I've been meaning to look into this proposal for some time now, but one
thing or another kept coming up and I never got around to it. Well, I'll
try to get some of my thoughts out with this reply. I still haven't
looked very deeply into the past discussions, so apologies if I bring up
something that was already discussed.

> Hello Everyone,
>
> Following an email discussion with Miquel regarding the binding changes
> and overall architecture for implementing support for stacked and parallel
> memories, I’m sharing this RFC to initiate a discussion on the proposed
> updates to current bindings and to finalize the implementation
> architecture.
>
> Before diving into the main topic, here is some background on stacked and
> parallel memories.
>
> The AMD QSPI controller supports two advanced connection modes(Stacked and
> Parallel) which allow the controller to treat two different flashes as one
> storage.
>
> Stacked:
> Flashes share the same SPI bus, but different CS line, controller driver
> asserts the CS of the flash to which it needs to communicate. Stacked mode
> is a software abstraction rather than a controller feature or capability.
> At any given time, the controller communicates with one of the two
> connected flash devices, as determined by the requested address and data
> length. If an operation starts on one flash and ends on the other, the
> core needs to split it into two separate operations and adjust the data
> length accordingly.
>
> Parallel(Multi-CS):
> Both the flashes have their separate SPI bus, CS of both the flashes will
> be asserted/de-asserted at the same time. In this mode data will be split
> across both the flashes by enabling the STRIPE setting in the controller.
> Parallel mode is a controller feature where if the STRIPE bit is set then
> the controller internally handles the data split during data write to the
> flashes and while reading data from the flash the controller internally
> merges data from both the flashes before writing to the controller FIFO.
> If STRIPE is not enabled, then same data will be sent to both the devices.
> In parallel mode both the flashes should be identical.
>
> For more information on the modes please feel free to go through the
> controller flash interface below [1].
>
> Mirochip QSPI controller[2] also supports "Dual Parallel 8-bit IO mode",
> but they call it "Twin Quad Mode".
>
> Initially in [3] [4] [5] Miquel had tried to extend MTD-CONCAT driver to
> support Stacked mode, but the bindings were not accepted. So, the
> MTD-CONCAT approach was dropped and the DT bindings that got accepted
> [6] [7] [8] that describes the two flash devices as being one. SPI core
> changes to support the above bindings were added [9]. While adding the
> support in SPI-NOR  Tudor provided additional feedback, leading to a
> discussion on updating the current stacked and parallel DT bindings.
>
> Proposed Solution:
> The solution has two parts:
>
> 1. Update MTD-CONCAT
>    Update MTD-CONCAT to create virtual concatinated mtd devices as defined
>    in the device tree.

>From a very quick look, it seems mtdconcat should already do most of
what you want with "stacked mode". The tricky bits might be devicetree
design, but from the software perspective, I think mtdconcat makes
perfect sense. You leave all the complexity to the SPI NOR layer since
it already handles them, and just use the higher-level MTD layer to
virtually concatenate devices. Adding a new layer between MTD and SPI
NOR makes little sense because mtdconcat is already that layer. Another
benefit of this would be you can just as easily concatenate any kinds of
flashes you want; they don't have to be the same.

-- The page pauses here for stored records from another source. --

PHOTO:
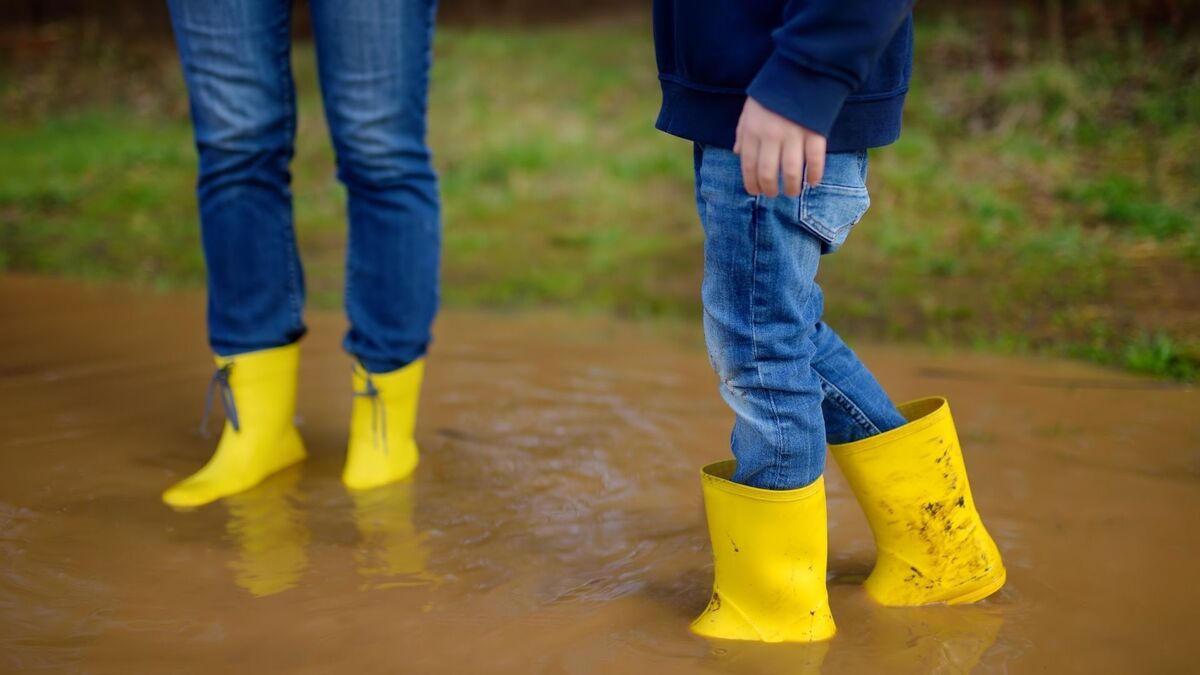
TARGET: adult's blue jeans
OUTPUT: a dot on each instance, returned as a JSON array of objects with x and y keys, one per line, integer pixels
[
  {"x": 792, "y": 382},
  {"x": 373, "y": 59}
]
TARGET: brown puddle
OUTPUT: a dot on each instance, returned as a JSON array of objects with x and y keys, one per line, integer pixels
[{"x": 555, "y": 524}]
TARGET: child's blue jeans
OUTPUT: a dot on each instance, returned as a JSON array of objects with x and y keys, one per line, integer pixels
[
  {"x": 373, "y": 60},
  {"x": 791, "y": 381}
]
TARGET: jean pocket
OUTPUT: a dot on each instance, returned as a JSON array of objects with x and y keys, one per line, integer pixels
[{"x": 831, "y": 209}]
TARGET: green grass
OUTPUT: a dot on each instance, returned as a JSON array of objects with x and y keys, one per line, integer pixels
[{"x": 1033, "y": 203}]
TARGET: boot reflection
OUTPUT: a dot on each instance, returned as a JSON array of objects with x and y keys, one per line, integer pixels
[
  {"x": 768, "y": 658},
  {"x": 391, "y": 553},
  {"x": 933, "y": 639},
  {"x": 270, "y": 535}
]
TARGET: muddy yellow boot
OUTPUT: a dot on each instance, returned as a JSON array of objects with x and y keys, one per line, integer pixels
[
  {"x": 258, "y": 390},
  {"x": 769, "y": 550},
  {"x": 912, "y": 484},
  {"x": 382, "y": 448}
]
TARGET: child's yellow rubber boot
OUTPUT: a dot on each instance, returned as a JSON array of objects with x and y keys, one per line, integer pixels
[
  {"x": 769, "y": 550},
  {"x": 382, "y": 448},
  {"x": 912, "y": 484},
  {"x": 258, "y": 390}
]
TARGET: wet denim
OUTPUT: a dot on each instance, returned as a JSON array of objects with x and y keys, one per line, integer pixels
[
  {"x": 373, "y": 59},
  {"x": 792, "y": 383}
]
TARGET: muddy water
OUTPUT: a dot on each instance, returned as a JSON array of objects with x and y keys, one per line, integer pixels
[{"x": 555, "y": 524}]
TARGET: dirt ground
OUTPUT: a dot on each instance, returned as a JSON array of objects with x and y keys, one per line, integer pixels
[{"x": 555, "y": 524}]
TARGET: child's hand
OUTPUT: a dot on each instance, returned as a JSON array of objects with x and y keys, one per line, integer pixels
[{"x": 767, "y": 142}]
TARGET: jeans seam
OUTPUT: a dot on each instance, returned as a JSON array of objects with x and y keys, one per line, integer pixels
[
  {"x": 847, "y": 405},
  {"x": 289, "y": 237},
  {"x": 777, "y": 460}
]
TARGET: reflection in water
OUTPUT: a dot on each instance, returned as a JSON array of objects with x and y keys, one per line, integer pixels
[
  {"x": 561, "y": 494},
  {"x": 270, "y": 533},
  {"x": 762, "y": 658},
  {"x": 936, "y": 639},
  {"x": 391, "y": 551}
]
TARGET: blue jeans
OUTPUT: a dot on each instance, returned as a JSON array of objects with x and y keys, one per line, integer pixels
[
  {"x": 373, "y": 61},
  {"x": 791, "y": 381}
]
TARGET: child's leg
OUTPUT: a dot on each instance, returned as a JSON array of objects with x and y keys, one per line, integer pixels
[
  {"x": 789, "y": 377},
  {"x": 855, "y": 405}
]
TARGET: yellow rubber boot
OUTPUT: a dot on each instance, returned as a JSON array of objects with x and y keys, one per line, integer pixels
[
  {"x": 259, "y": 435},
  {"x": 382, "y": 448},
  {"x": 769, "y": 550},
  {"x": 912, "y": 484}
]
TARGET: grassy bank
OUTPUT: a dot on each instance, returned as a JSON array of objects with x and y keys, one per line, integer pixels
[{"x": 1036, "y": 202}]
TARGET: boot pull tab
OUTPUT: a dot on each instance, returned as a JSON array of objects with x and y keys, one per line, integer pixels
[
  {"x": 221, "y": 381},
  {"x": 378, "y": 413}
]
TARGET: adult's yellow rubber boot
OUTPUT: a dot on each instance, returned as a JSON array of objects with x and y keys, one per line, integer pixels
[
  {"x": 258, "y": 390},
  {"x": 912, "y": 484},
  {"x": 382, "y": 447},
  {"x": 769, "y": 550}
]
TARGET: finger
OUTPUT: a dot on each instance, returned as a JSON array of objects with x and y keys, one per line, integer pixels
[
  {"x": 768, "y": 167},
  {"x": 750, "y": 165},
  {"x": 814, "y": 157},
  {"x": 792, "y": 163}
]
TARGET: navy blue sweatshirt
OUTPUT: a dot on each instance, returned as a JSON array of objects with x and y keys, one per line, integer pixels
[{"x": 839, "y": 67}]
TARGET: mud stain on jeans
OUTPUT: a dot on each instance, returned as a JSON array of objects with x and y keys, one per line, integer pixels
[{"x": 555, "y": 524}]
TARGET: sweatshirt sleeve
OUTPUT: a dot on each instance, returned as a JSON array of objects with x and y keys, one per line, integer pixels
[{"x": 823, "y": 52}]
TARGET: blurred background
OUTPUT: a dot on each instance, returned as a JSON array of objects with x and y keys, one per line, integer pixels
[{"x": 1043, "y": 197}]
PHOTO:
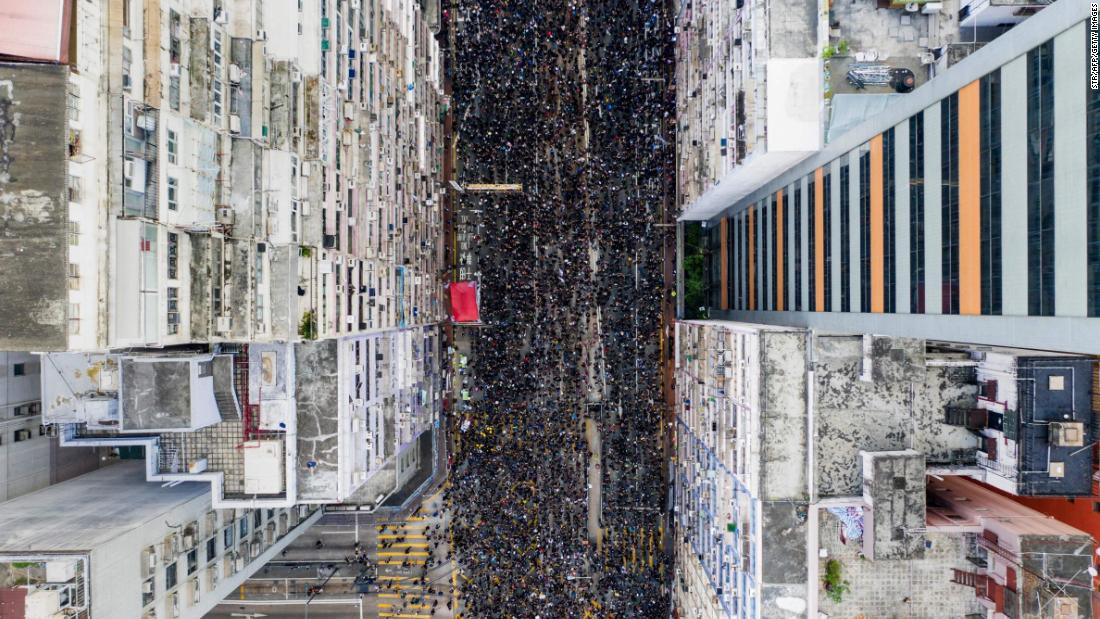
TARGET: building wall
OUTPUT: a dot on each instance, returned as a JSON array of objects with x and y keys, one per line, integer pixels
[
  {"x": 1000, "y": 219},
  {"x": 33, "y": 206}
]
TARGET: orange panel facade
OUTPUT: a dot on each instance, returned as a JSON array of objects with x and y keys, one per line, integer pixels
[
  {"x": 818, "y": 233},
  {"x": 724, "y": 267},
  {"x": 777, "y": 279},
  {"x": 877, "y": 246},
  {"x": 969, "y": 199}
]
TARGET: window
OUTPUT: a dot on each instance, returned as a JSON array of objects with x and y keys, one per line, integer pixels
[
  {"x": 812, "y": 244},
  {"x": 173, "y": 255},
  {"x": 845, "y": 239},
  {"x": 75, "y": 189},
  {"x": 865, "y": 229},
  {"x": 147, "y": 592},
  {"x": 916, "y": 213},
  {"x": 217, "y": 101},
  {"x": 173, "y": 194},
  {"x": 827, "y": 235},
  {"x": 1092, "y": 174},
  {"x": 173, "y": 307},
  {"x": 772, "y": 267},
  {"x": 174, "y": 37},
  {"x": 74, "y": 319},
  {"x": 172, "y": 146},
  {"x": 889, "y": 219},
  {"x": 1041, "y": 180},
  {"x": 990, "y": 122},
  {"x": 798, "y": 247},
  {"x": 949, "y": 200},
  {"x": 169, "y": 576},
  {"x": 174, "y": 91}
]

I think this is a much simpler problem to solve compared to parallel
mode. Once you figure out the devicetree stuff, and I think the
mtdconcat changes should be simple and not too controversial. So I think
you should split the parallel and stacked support into two independent
series. This way you make progress without having to wait for
discussions around parallel mode support to settle.

>
> 2. Add a New Layer
>    Add a new layer between the SPI-NOR and MTD layers to support stacked
>    and parallel configurations. This new layer will be part of spi-nor,
>    located in mtd/spi-nor/, can be included/excluded via Kconfig, will be
>    maintained by AMD and will:
>
>    - During probing, store information from all connected flashes in
>      stacked or parallel mode and present them as a single device to the
> 	 MTD layer.

As I mentioned above, I do not think you should do stacked flashes this
way.

>    - Register callbacks and manage MTD device registration within the new
>      layer instead of spi-nor/core.c.
>    - Make minimal changes in spi-nor/core.c, as stacked and parallel
>      handling will be managed by the new layer on top of SPI-NOR.
>    - Handle odd byte count requests from the MTD layer during flash
>      operations in parallel mode.

You'd also probably have to add support in SPI MEM to signal the
controller to use parallel mode. You don't want to use parallel mode all
the time since you'd need to do "normal" operations as well such as
reading/writing status registers, reading flash ID, SFDP, etc. That is
yet another "cost" parallel mode support has -- it adds another thing to
SPI MEM (I'm not saying the cost isn't necessarily worth it -- just
pointing it out).

>From the SPI NOR side, this layer would have to make sure both flashes
get configured with the exact same settings. That would need SPI NOR to
export how it configured a flash, ideally in a stable, well-defined
format. It would also have to ask SPI NOR to construct the SPI MEM ops
for it, and then edit them to set the "parallel mode" bit. Perhaps the
dirmap op templates can come in handy here.

It's hard to say much more without seeing the code. It would be
interesting to see how you can manage to get this layer work without too
much intrusion in the core.

[...]